PERFILES > AILEN Y MARINA JARA
› Por Flor Monfort
No sabe no contesta parece decir el coro de siniestros que interviene en el caso de las hermanas Ailén y Marina Jara. Al menos mientras no está diciendo “vos merecés estar presa, hija de puta”, al ritmo de un par de patadas bien colocadas, o “hacelas cagar a estas pendejas” cuando la carátula que las acusa definió el destino que las persigue injustamente desde hace dos años. Los que no saben no contestan hacen bien su trabajo: desconocen los quistes en un ovario que le provocan infecciones recurrentes a Ailén, miran para otro lado frente a los intentos de suicidio de Marina y desmienten la realidad de un hecho que viene siendo relatado con luces de neón desde que este caso salió a la luz y sólo otras voces pudieron resaltar para la opinión pública: la Justicia, la institución carcelaria, la policía y el Estado siguen castigando con más saña a las mujeres, más aún si son pobres. Hasta la defensora oficial les dio vuelta la cara, sumada a los comisarios, oficiales de justicia, fiscales, médicos, enfermeros, guardiacárceles y jueces, estos últimos quienes no accedieron al pedido de excarcelación de las chicas hasta el juicio oral ni al cambio de carátula, de aquel que les estampó un “tentativa de homicidio” en lugar del que correspondería por ley: “lesiones por defensa legítima”. El precio de resistir es alto y se hace pagar con omisiones, indiferencia y maltrato; es difícil imaginar cuánto dolor vienen atravesando las hermanas Jara, tienen 21 y 20 años y el entusiasmo de esos años quedó mudo en la madrugada en que Juan Leguizamón trató de violarlas a punta de pistola y por un error de él lograron zafar y lo atacaron con un cuchillo de cocina. Pero ésa es historia conocida, es la odisea de una familia humilde la que viene a poner en letras grandes lo que no puede dejar de escribirse: si la violencia machista es moneda corriente, la defensa de una mujer o el intento de salir del fuera de foco que provocan el acoso reiterado (como en este caso, que venían sufriendo de este individuo desde los 16 años), los golpes o un tiro mal dado se cotiza alto, tan alto como las dos jornadas de juicio que se sucedieron esta semana vienen a poner en evidencia. No sólo se desestimaron los testimonios que lo acreditan a Leguizamón como acosador sexual por otros testigos, sino que le permitieron al violento presentar un nuevo testigo en la última jornada del juicio, donde debería conocerse una sentencia, y que fue aplazada por una semana, hasta el 26 de marzo.
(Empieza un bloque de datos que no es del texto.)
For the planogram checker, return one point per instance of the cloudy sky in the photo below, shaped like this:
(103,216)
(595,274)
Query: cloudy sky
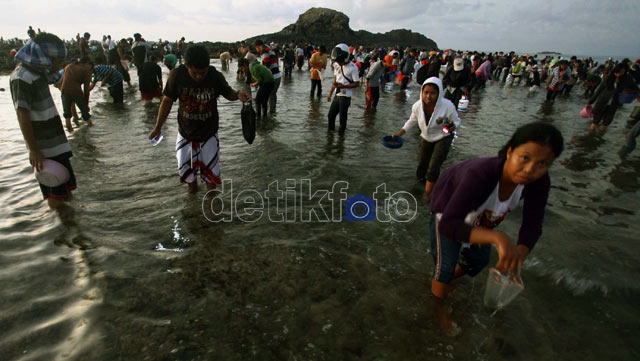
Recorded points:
(582,27)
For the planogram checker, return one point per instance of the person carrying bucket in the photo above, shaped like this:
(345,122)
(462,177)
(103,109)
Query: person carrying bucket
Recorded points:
(438,120)
(345,78)
(39,61)
(474,196)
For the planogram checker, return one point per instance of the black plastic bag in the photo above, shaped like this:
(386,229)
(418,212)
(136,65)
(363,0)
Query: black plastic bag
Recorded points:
(248,116)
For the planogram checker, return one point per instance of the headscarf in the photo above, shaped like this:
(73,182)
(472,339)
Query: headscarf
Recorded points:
(38,57)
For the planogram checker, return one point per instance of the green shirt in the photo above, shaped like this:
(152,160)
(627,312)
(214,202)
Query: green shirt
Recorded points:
(261,73)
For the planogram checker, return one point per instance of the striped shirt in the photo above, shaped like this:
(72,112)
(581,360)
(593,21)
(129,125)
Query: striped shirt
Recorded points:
(101,71)
(30,91)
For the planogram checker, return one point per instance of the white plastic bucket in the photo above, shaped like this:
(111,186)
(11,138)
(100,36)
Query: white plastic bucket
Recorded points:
(53,174)
(501,289)
(463,104)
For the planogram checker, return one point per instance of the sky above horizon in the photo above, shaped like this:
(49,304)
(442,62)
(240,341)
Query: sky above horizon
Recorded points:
(581,27)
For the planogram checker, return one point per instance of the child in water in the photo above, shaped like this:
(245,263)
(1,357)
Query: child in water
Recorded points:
(473,197)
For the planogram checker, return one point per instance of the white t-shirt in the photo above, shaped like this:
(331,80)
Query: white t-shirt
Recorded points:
(493,211)
(349,70)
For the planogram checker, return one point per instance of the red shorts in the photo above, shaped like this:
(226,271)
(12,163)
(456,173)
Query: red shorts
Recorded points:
(152,94)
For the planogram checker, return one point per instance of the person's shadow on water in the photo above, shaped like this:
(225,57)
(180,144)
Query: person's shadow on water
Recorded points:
(585,156)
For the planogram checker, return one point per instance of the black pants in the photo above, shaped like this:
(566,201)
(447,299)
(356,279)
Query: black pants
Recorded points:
(431,156)
(262,98)
(375,96)
(117,93)
(339,105)
(316,83)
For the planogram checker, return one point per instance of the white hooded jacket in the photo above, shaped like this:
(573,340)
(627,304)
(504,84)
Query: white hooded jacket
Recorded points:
(443,113)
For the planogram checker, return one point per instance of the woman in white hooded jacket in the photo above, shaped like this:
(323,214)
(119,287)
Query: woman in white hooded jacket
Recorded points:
(438,119)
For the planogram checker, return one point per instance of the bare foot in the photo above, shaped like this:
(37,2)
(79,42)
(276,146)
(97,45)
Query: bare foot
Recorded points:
(193,187)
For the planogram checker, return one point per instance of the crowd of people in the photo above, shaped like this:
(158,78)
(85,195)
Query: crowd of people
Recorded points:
(467,201)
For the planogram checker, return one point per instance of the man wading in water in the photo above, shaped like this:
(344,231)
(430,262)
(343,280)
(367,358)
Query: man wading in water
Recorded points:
(198,86)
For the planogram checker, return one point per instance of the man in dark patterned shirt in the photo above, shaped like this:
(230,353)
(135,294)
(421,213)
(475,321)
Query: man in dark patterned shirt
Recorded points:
(41,126)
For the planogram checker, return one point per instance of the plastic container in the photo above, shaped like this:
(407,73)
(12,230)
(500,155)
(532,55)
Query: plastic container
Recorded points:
(626,98)
(53,174)
(586,112)
(463,104)
(156,140)
(390,142)
(501,289)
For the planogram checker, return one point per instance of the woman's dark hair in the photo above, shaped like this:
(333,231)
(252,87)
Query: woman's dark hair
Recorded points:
(611,77)
(197,56)
(541,133)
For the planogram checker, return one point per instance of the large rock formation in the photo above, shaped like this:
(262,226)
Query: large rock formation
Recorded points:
(330,27)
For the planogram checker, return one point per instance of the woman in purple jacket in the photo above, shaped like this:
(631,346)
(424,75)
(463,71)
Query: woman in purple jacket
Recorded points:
(471,198)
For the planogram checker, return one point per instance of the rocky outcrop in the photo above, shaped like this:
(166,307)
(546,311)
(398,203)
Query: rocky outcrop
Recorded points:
(330,27)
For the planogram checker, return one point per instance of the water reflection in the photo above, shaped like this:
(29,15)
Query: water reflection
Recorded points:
(584,157)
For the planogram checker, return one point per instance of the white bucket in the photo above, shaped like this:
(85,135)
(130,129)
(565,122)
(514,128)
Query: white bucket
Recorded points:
(463,104)
(501,289)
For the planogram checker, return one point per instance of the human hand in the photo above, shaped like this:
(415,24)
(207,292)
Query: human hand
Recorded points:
(36,158)
(507,253)
(155,133)
(523,252)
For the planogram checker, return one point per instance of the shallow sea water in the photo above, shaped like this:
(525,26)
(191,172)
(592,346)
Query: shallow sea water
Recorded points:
(142,271)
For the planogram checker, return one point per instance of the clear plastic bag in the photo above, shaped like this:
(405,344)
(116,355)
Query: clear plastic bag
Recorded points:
(501,289)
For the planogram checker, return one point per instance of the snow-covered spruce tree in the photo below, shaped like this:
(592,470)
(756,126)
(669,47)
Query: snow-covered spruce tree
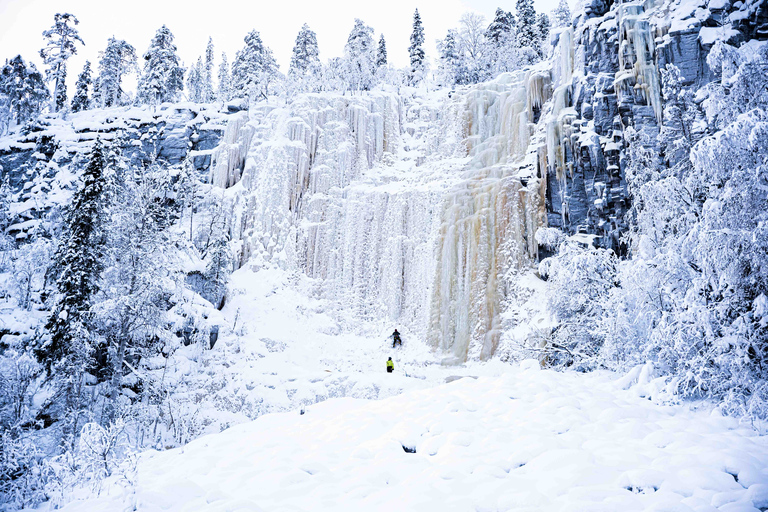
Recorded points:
(501,41)
(381,53)
(742,85)
(195,82)
(527,26)
(305,61)
(224,91)
(71,349)
(218,267)
(80,99)
(678,133)
(450,69)
(59,47)
(254,69)
(360,58)
(118,59)
(24,88)
(561,15)
(581,280)
(500,27)
(473,50)
(140,274)
(208,93)
(416,49)
(163,76)
(78,263)
(693,300)
(542,34)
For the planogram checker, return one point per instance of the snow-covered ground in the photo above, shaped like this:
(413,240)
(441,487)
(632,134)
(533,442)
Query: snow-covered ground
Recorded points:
(528,439)
(335,432)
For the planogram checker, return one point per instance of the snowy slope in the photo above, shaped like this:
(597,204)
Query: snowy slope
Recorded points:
(527,440)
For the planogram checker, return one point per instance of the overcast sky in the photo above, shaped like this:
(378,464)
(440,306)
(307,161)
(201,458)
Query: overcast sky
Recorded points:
(228,21)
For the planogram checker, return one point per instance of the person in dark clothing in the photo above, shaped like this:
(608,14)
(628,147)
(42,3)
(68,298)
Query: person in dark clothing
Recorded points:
(396,339)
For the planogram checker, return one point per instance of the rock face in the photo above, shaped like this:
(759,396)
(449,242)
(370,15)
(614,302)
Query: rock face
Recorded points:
(618,50)
(423,210)
(37,160)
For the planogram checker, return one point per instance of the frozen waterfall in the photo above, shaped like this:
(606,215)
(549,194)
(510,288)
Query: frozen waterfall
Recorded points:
(419,210)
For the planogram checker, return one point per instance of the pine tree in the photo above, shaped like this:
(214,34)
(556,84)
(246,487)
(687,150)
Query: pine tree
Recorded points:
(305,58)
(254,68)
(473,47)
(78,262)
(60,46)
(138,272)
(542,33)
(24,89)
(118,59)
(561,15)
(163,76)
(208,95)
(195,79)
(224,92)
(416,49)
(500,27)
(502,45)
(450,59)
(381,54)
(527,26)
(80,100)
(360,57)
(218,267)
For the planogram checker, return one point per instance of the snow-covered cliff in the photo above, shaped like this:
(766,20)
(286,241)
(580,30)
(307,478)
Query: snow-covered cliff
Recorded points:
(421,207)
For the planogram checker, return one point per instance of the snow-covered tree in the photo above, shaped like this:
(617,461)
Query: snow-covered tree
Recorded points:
(224,91)
(381,53)
(305,58)
(305,61)
(59,47)
(473,49)
(254,68)
(218,267)
(416,49)
(360,57)
(581,280)
(140,273)
(196,82)
(80,99)
(501,42)
(677,136)
(208,95)
(78,263)
(163,76)
(542,35)
(117,60)
(24,90)
(450,59)
(500,27)
(561,15)
(527,25)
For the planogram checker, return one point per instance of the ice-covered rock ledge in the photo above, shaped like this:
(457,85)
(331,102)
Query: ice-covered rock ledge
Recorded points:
(529,440)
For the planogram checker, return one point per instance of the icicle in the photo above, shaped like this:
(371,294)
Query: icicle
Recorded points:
(637,48)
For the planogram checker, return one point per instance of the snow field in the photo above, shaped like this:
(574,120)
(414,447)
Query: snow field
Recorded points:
(529,440)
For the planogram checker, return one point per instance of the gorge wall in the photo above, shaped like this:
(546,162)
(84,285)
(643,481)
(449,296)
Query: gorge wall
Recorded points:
(422,208)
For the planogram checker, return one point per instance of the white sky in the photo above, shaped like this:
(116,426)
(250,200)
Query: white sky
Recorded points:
(228,21)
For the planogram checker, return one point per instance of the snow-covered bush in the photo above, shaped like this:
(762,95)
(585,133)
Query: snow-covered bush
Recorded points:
(581,281)
(693,300)
(551,238)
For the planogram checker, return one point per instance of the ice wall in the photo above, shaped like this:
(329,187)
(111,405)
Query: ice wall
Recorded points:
(417,210)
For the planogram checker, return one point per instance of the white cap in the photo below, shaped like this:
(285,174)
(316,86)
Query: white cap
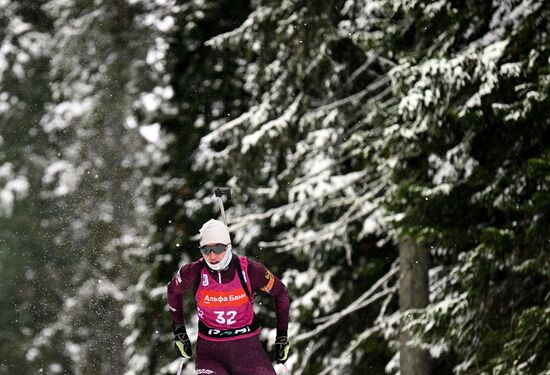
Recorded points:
(214,231)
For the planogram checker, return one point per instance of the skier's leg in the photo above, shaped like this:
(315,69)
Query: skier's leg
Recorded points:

Las Jara son de Sanguinetti, Paso del Rey, partido de Moreno. Allí todavía vive su mamá, Elena Salinas, quien dice que les negaron la prisión domiciliaria por temor a que se fuguen y que ahora que se aseguraron que no se fugarán (no sólo dejándolas detenidas sino haciendo de su detención un verdadero calvario) quieren dar vuelta la historia poniéndoles el sello de culpables, porque la credibilidad de la familia estuvo siempre en duda, porque la resistencia siempre es sinónimo de sospecha, porque si eran dos contra uno y encima lograron lastimarlo es porque estaban organizadas, despechadas, locas o vaya a saber qué, pero seguro que no se estaban defendiendo.
Las Jara son apoyadas por organizaciones y militantes que quieren verlas libres, que ven en este caso una simbología perfecta del horror que alimenta la violencia de género, un retazo más del mapa que se arma con modalidades siniestras: el terror del fuego desde Wanda Taddei, la sutileza de la violencia obstétrica, desde Perla Pascarelli (quien fue ignorada en sus dolores durante semanas en el Hospital Durand y sufrió la amputación de sus cuatro miembros), el castigo a la diversidad con Ana María Fernández y la negativa a la prisión domiciliaria que le corresponde por ley para amamantar a su hijo “por tener otra madre capaz de cumplir esa función”.
Ignorar esta trama que castiga los cuerpos de las Jara en nombre de un montón de mujeres es tan grave como dejar que una condena las vuelva a silenciar.